Re: More data files / forks

From: Tomas Vondra <tomas(dot)vondra(at)enterprisedb(dot)com>
To: Chris Cleveland <ccleve+github(at)dieselpoint(dot)com>, PostgreSQL Hackers <pgsql-hackers(at)postgresql(dot)org>
Subject: Re: More data files / forks
Date: 2022-01-12 00:28:37
Message-ID: 88723fed-9f4a-cf2b-0786-382e70cea7f1@enterprisedb.com
Views: Raw Message | Whole Thread | Download mbox | Resend email
Thread:
Lists: pgsql-hackers


On 1/11/22 19:39, Chris Cleveland wrote:
> I'm working on a table access method that stores indexes in a structure
> that looks like an LSM tree. Changes get written to small segment files,
> which then get merged into larger segment files.
>
> It's really tough to manage these files using existing fork/buffer/page
> files, because when you delete a large segment it leaves a lot of empty
> space. It's a lot easier to write the segments into separate files on
> disk and then delete them as needed.
>

And is that empty space actually a problem? You can reuse that for new
data, no? It's a bit like empty space in regular data files - we could
try keeping it much lower, but it'd be harmful in practice.

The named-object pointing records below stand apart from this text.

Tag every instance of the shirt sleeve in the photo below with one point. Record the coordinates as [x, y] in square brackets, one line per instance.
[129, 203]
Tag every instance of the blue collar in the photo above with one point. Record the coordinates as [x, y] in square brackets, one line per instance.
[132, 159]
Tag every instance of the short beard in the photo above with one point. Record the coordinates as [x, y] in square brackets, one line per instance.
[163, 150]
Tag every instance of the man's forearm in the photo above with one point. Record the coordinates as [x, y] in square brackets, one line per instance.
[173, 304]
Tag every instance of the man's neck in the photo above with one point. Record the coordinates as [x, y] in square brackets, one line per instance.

> I could do that, but then I lose the advantages of having data in native
> Postgres files, including support for buffering and locking.
>
> It's important to have the segments stored contiguously on disk. I've
> benchmarked it; it makes a huge performance difference.
>

Yeah, I'm sure it's beneficial for sequential scans, readahead, etc. But
you can get most of that benefit by smart allocation strategy - instead
of working with individual pages, allocate larger chunks of pages. So
instead of grabbing pages one by one, "reserve" them in e.g. 1MB chunks,
or something.

Not sure how exactly you do the book-keeping, ofc. I wonder if BRIN
might serve as an inspiration, as it maintains revmap and actual index
tuples in the same fork. Not the same thing, but perhaps similar?

The other thing that comes to mind is logtape.c, which works with
multiple "logical tapes" stored in a single file - a bit like the
segments you're talking about. But maybe the assumptions about segments
being written/read exactly once is too limiting for your use case.

> Questions:
>
> 1. Are there any other disadvantages to storing data in my own files on
> disk, instead of in files managed by Postgres?
>

Well, you simply don't get many of the built-in benefits you mentioned,
various tools may not expect that, and so on.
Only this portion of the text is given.